Typically, putting the food on a plate is called “plating.” If you’re not being served restaurant food being plated by professionals, you can learn to this on your own with some inspiration from photos online.
Basically, no one wants to look at messy food that doesn’t look appetizing! Those are the kinds of photos that get skipped over.
Play around with contrast. If food is all one color, try to have some garnish to balance out the colors. Great garnishes can be parsley, cilantro, rosemary, chives or spring onion and zest from fruits.
If your food is all one texture, try to get a variety of textures in there. A picture of brown soup will never look great, but if someone can help throw in green chives, red onion and some fresh herbs, it can look delicate and fantastic in a photo, especially if you can bump up those colors and keep them fresh in your edits.
Use a polarizer when photographing liquid
If you have overhead lights or reflections, and you’re having a hard time getting rid of them on the angles, you can use a polarizer to get rid of some reflections.
You typically use a polarizer on a body of water or a car, to eliminate reflections. You can do this with food photography for the same effect.
It’s also useful for shiny plates. A polarizer can help get rid of those undesirable shadows.
It’s always a good idea to buy filters as big as your biggest lens. Then you can get step down rings to fit on your smaller lenses. For example, my biggest lens is 72mm. All of my filters are 72mm and I have step down rings to fit most of my 49mm lenses.
Try out different lenses
Experiment with different focal lengths. They can give you quite different results in your food photos.
A telephoto lens is going to compress everything, so if you are shooting a table scene, this type of lens can give you interesting results. It will compress the scene, and will help you compose your photo to make it visually interesting.
A macro lens is going to allow you to get really close detail of food texture. With a macro lens, you can hone in on strawberries, blueberries and other fruit, for example, and even the textures of blackberries.
You wouldn’t normally see these textures up so close, in every day life, so it makes for cool photos. Macro lenses are my favorite for taking pictures of fine and close-up detail, like delicate food.
A macro lens is kind of like a specialty; if you’re trying to stand out or get interesting results, this can help you stand out from the crowd. Your photos can really pop, with the fresh detail from a macro lens.
For normal shots, you’ll want to stay between 35 and 50mm. Otherwise, you risk getting too much unintentionally in the frame, or your frame will be too cropped and you’ll have a hard time fitting in all the items on the table or in the scene.
A 24-70mm lens is usually a good place to start, for beginners, while you get used to this focal range.
Use a diffuser or light box when using a flash
When using a flash, direct light is going to make food look very unpleasant. You’ll be washing out the shadows.
My advice is to use a diffuser to spread out the beam of light that comes from the flash, in an even way. A diffuser is going to act like a large window, so this is ideal for food photos to begin with!

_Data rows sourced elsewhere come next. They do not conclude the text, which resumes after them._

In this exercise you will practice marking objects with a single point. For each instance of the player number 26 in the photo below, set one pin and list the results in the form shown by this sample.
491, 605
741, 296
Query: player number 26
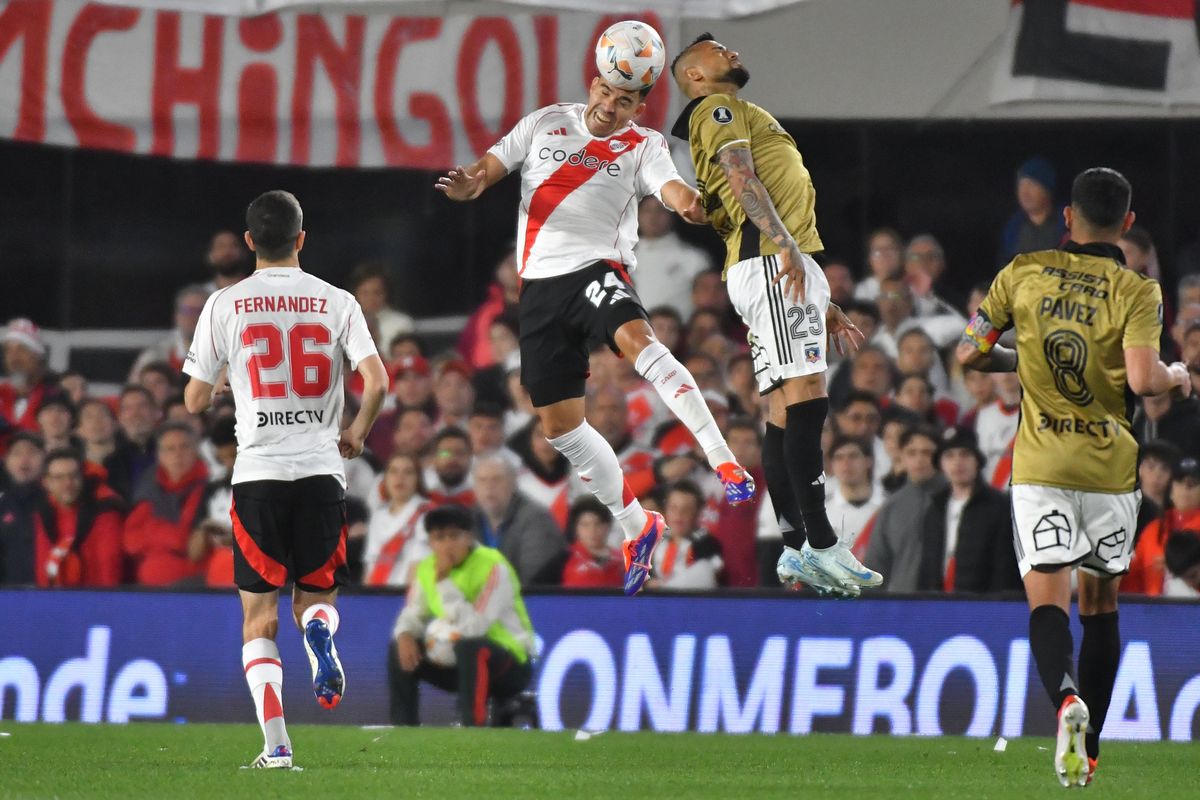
797, 316
310, 371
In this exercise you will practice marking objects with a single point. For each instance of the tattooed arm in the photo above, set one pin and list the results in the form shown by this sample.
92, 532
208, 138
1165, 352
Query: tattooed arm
748, 188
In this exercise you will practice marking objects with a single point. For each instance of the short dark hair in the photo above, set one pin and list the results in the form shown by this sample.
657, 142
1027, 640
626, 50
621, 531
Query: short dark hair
1102, 197
274, 221
689, 487
63, 453
851, 441
449, 516
451, 432
703, 37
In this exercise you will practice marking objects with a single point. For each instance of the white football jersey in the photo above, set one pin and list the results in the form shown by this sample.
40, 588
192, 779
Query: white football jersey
579, 193
283, 335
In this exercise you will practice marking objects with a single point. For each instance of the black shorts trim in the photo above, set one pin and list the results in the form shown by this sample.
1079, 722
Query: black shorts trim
289, 529
563, 319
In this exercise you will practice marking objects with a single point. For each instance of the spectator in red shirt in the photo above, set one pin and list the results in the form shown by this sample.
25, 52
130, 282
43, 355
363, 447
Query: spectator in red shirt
167, 507
78, 527
593, 563
475, 343
29, 383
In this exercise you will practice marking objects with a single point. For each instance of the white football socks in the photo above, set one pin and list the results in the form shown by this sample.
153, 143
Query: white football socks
595, 462
678, 390
264, 675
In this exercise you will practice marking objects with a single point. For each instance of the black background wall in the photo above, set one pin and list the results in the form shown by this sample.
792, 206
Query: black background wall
101, 240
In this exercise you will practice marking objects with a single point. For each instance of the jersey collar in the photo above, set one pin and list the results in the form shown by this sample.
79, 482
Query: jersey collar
679, 130
1101, 248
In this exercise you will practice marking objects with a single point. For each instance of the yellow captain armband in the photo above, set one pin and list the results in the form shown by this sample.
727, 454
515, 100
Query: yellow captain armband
981, 332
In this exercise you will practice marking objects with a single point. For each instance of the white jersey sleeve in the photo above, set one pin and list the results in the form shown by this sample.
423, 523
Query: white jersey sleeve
657, 168
514, 148
208, 352
355, 341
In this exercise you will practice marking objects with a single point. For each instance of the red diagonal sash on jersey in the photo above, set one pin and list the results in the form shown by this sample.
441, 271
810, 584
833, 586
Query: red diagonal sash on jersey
565, 180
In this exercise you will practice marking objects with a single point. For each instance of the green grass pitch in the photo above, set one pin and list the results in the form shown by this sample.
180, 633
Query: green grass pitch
202, 761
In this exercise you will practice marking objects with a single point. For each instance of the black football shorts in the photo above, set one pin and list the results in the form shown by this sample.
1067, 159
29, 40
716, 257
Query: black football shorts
294, 528
563, 318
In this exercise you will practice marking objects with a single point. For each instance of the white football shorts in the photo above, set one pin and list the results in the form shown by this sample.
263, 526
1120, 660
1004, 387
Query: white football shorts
787, 340
1056, 527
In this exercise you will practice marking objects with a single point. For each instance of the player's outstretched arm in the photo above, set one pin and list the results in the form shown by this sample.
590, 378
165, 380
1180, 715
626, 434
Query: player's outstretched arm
1149, 376
684, 200
738, 167
463, 184
375, 388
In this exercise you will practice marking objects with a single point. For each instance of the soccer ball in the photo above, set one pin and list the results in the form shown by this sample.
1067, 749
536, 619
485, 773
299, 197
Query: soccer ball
630, 55
439, 639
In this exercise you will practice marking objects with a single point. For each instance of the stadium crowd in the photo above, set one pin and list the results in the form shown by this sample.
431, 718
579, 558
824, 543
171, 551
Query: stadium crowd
132, 489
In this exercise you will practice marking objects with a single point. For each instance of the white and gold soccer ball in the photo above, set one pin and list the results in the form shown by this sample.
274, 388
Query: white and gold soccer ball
439, 641
630, 55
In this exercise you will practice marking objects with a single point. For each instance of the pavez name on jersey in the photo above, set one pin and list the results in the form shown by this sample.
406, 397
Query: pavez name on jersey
579, 193
1075, 311
714, 122
283, 335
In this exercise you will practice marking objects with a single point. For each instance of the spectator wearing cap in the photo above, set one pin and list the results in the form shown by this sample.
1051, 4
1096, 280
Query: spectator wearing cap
1156, 462
516, 525
1182, 558
593, 563
1171, 417
504, 293
77, 527
57, 422
967, 533
689, 557
489, 382
894, 546
173, 349
102, 447
541, 471
883, 251
21, 495
28, 384
167, 507
370, 284
666, 263
996, 428
737, 527
1146, 572
137, 419
412, 388
448, 479
852, 495
924, 266
396, 539
453, 394
1037, 224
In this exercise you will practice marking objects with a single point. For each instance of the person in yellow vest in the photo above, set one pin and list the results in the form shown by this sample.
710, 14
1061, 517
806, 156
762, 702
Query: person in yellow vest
463, 627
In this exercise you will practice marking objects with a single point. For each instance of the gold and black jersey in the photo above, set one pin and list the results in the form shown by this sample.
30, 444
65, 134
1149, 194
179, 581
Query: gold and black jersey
1075, 311
718, 121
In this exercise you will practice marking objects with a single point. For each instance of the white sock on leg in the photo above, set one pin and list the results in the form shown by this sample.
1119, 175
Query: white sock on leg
597, 463
678, 390
264, 675
323, 612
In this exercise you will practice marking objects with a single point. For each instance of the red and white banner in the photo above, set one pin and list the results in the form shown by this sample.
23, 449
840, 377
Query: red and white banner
312, 89
1143, 52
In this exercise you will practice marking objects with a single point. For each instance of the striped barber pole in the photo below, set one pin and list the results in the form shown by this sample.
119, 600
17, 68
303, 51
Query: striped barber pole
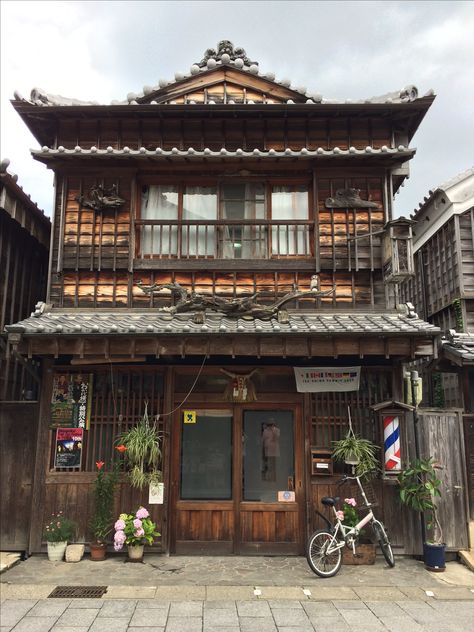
391, 442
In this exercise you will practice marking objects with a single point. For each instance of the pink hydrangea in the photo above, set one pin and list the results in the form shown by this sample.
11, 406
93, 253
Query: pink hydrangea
119, 540
142, 513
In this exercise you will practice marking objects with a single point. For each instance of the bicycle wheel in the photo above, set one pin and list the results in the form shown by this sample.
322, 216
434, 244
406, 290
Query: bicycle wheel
320, 561
383, 540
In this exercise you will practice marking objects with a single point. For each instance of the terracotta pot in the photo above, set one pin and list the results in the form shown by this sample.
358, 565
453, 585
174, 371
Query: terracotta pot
135, 552
365, 554
56, 551
98, 551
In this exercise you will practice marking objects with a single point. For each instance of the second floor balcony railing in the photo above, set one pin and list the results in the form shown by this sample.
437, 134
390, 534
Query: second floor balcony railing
223, 239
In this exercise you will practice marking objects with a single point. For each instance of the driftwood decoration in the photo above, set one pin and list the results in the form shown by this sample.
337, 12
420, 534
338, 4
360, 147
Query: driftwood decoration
240, 388
245, 307
101, 199
348, 198
225, 48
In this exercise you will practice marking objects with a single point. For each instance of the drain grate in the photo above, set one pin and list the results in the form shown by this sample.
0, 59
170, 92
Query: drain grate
78, 592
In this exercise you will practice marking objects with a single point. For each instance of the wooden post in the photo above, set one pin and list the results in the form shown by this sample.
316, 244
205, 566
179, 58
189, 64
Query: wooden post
41, 459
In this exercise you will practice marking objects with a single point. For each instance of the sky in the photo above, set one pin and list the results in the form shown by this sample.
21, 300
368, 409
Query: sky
100, 51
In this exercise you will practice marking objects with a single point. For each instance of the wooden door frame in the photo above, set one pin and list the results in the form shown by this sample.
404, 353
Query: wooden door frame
238, 409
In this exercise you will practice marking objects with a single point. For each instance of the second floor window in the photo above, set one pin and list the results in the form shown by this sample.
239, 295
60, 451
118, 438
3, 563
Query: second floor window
230, 221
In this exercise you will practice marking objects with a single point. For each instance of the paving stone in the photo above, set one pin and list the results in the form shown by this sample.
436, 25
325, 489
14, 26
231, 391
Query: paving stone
370, 593
77, 617
35, 624
290, 618
48, 608
257, 625
332, 593
233, 593
253, 609
131, 592
184, 624
401, 624
74, 552
105, 624
118, 608
186, 609
220, 617
149, 617
282, 592
180, 593
323, 624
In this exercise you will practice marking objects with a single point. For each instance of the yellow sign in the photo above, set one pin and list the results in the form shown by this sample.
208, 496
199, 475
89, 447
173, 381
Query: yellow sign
189, 416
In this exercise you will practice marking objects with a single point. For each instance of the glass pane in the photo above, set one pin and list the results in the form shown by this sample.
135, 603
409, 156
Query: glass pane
199, 204
268, 454
290, 203
206, 457
160, 202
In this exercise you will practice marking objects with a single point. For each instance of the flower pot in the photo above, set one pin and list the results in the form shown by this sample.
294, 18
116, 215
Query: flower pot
135, 552
98, 551
434, 557
56, 551
365, 554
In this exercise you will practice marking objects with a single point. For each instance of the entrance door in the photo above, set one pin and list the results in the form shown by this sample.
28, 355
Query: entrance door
237, 481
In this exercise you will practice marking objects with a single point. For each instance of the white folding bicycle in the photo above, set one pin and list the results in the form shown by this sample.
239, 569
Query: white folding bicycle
324, 548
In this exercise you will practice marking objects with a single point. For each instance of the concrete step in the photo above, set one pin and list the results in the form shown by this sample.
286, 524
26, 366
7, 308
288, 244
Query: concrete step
467, 558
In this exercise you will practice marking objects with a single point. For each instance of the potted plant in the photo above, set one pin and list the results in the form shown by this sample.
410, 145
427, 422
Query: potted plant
419, 488
141, 447
57, 532
135, 530
101, 522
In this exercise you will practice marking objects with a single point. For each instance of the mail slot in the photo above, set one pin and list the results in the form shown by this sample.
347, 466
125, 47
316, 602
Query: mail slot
321, 462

If you don’t have a diffuser, experiment with shooting through a white sheet. It will have a similar effect.
If you’re taking photos in a room with a white ceiling that is fairly low, you can also bounce your flash off the ceiling or off a close wall. I’ve done this in the past, and had some great results.
Shoot in RAW
RAW photos allow you to adjust the white balance, and will also give you a lot more information about the photos, when compared to JPGs.
If you’ve set your white balance incorrectly, you can change it while you’re editing, which is a huge win.
If parts of your photos are way too bright or way too dark, shooting in RAW will allow you to increase shadows and decrease highlights. This way, you can recover data that would otherwise be lost. With a JPG, these would just be spots.
Watch your composition
The composition of a photo of food is what draws a viewer into the scene. Without good composition, you could spoil the overall effect of what you’re trying to achieve.
For example, if you have a beautiful plate of food, but the photo gets framed without much thought and the angle isn’t attractive, you haven’t done your job quite yet!
Composition means how the components of the photo are working together to create the whole. Are you utilizing negative space? Are you going for a purposely busy food scene with tons of props? Is the photo of the food alone, or is it plated? Are you centering the plate, or using the rule of thirds?
If you’re working with a client, be sure to align on the style they are seeking for the photoshoot. If you’re a hobbyist and taking photos of food for your personal social media or portfolio, you can play around with different compositions, and also use the tips above (lenses, tripod, angles) to create variance in how the photos are composed.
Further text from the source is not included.